Those are very interesting points, Christy.
I wouldn’t argue against Jesus accidentally hitting his thumb with a hammer, or mistaking John for Peter. I would, however, have difficulty thinking that his scientific knowledge of how the universe works (i.e., is the universe heliocentric or geocentric?) is faulty or misguided. It says in the Book of John that Jesus is the creator of the universe (John 1:1-3). Paul says by him all things consist (1 Colossians).
How could the creator of it all not know how it all works?
One argument I’ve heard is that the fact Jesus doesn’t ever give you a single scientific statement (being that He IS the creator) it should give you pause about why Jesus (God incarnate) dwelt amidst us. To teach you how the world was created? About molecules, gravity, the orbits of the planets? No. He came to tell us spiritual Truth, and a means by which we can be saved.

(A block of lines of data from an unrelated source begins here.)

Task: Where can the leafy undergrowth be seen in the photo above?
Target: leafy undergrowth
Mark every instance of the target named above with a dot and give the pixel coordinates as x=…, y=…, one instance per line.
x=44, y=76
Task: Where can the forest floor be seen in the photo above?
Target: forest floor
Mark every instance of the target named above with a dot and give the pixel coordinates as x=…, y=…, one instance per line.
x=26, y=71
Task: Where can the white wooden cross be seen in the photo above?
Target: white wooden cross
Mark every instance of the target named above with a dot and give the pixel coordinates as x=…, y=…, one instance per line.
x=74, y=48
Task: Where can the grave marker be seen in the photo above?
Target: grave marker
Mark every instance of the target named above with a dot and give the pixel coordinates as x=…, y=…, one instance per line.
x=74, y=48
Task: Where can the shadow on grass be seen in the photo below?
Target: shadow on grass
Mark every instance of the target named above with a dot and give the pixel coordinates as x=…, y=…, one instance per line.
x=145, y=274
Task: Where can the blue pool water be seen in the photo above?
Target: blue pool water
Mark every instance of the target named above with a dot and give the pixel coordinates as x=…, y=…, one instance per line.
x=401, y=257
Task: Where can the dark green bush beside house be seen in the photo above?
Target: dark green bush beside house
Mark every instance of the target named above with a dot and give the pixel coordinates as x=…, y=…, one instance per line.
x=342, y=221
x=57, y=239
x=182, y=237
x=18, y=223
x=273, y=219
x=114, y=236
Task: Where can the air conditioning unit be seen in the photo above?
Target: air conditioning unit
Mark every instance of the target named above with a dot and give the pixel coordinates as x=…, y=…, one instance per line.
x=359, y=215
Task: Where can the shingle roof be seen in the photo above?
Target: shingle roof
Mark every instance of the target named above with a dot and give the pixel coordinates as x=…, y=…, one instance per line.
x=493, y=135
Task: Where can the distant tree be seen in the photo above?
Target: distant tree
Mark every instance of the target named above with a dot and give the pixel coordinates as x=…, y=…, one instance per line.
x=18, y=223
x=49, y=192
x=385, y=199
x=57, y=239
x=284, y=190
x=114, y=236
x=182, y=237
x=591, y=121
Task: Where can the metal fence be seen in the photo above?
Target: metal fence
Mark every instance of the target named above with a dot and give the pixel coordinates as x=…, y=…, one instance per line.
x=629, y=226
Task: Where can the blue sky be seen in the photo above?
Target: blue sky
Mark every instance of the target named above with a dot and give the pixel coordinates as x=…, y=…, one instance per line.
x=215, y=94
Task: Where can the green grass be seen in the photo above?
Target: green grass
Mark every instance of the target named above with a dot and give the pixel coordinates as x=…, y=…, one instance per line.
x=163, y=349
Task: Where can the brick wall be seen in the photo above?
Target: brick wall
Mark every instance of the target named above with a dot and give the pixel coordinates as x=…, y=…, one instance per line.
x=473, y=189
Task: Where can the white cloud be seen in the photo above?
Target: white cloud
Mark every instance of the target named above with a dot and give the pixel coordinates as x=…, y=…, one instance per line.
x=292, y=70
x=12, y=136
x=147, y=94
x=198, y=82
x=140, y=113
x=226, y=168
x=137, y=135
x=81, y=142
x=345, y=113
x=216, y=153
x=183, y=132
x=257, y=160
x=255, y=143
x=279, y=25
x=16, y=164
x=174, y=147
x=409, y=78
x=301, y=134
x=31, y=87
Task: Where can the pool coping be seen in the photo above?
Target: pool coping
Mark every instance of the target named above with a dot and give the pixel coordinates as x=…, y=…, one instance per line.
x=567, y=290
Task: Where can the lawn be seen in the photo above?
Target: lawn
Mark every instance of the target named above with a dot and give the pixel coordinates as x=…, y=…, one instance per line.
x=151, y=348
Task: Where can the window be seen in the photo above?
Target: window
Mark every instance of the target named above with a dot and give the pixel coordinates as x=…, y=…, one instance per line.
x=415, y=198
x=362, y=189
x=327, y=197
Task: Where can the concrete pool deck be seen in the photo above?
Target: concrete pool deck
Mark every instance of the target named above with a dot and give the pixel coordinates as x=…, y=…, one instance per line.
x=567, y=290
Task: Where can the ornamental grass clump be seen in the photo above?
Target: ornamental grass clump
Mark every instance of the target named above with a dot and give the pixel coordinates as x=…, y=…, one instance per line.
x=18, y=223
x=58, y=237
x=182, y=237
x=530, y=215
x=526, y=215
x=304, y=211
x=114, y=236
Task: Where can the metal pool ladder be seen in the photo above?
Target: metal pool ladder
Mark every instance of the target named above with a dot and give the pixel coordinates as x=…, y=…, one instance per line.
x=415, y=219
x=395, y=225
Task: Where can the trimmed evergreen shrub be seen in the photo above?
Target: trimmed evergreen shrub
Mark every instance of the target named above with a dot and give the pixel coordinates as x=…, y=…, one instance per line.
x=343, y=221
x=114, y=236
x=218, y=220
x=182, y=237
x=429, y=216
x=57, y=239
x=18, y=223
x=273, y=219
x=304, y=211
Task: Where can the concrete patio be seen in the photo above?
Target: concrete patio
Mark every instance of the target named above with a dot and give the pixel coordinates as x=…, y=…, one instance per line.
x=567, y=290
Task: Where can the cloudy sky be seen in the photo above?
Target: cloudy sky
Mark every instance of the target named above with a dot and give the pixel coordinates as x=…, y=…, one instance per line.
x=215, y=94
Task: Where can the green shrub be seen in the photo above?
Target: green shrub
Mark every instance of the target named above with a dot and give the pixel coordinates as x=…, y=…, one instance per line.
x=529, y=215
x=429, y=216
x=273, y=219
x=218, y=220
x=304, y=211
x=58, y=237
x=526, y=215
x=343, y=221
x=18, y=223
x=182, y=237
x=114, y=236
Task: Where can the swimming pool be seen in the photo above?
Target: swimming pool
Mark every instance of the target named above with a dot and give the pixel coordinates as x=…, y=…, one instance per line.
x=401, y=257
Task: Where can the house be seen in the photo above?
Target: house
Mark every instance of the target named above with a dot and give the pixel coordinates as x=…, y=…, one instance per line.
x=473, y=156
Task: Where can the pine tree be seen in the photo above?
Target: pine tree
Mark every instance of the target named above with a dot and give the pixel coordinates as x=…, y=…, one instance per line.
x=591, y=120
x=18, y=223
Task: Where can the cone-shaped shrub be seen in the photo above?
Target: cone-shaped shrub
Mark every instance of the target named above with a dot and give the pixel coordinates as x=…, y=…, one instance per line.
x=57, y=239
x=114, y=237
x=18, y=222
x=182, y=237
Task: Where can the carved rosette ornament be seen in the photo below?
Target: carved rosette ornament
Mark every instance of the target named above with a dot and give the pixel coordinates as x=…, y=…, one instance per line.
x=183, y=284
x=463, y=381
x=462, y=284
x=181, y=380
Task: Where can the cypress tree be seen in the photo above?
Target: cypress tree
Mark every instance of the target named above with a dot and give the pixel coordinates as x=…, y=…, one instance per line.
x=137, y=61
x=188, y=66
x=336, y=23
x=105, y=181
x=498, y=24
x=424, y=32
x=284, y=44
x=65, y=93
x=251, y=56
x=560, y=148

It is interesting trying to wrap your mind around the idea that Jesus is fully human as well as fully God. As God he can perform miracles, speak prophecies, teach you moral truths, raise up from the dead etc. But as a human he gets thirsty, has to walk to travel (or ride a donkey), bleeds, gets weary, is tempted by sin… but yet never gives in.
As far as “messiness in the Bible”, I mostly agree with you. Growing up, I found biblical contradictions deeply disturbing to me. I felt the need to provide answers for each and every perceived contradiction (or inconsistency) … and by doing that can halfway make you crazy.
The biggest turning point in my biblical understanding is when I chose to stop asking the question: “What does the Bible say?” to instead “What is the Bible trying to teach me?”. When you ask the “why” and “what for?” you start thinking about the Bible in a much more critical-thinking fashion. Reading Genesis 1 as a kid I created bizarre theories in my mind about how you could have an evening and a morning on each Creation Day, while simultaneously have a Sun and Moon that’s created on Day Four (maybe the light and darkness circled around the earth for three days, and on the fourth day, that light was manifested into the sun?) When I read the puzzling verse of water being BEHIND the Sun, Moon and Stars in Genesis 1, I was elated to find that NASA actually discovered trillions of tons of water, out in space, millions of light-years away — (I accepted the data of the water discovery, while simultaneously discrediting the part that said "millions of light-years away)
Long story short, it took me awhile to finally realize how illogical my thinking was; how many mental gymnastics I went through in my mind, simply to maintain the sanctity of the “100% hyper literal reading” of Genesis. When it wasn’t even necessary (nor profitable) to do so.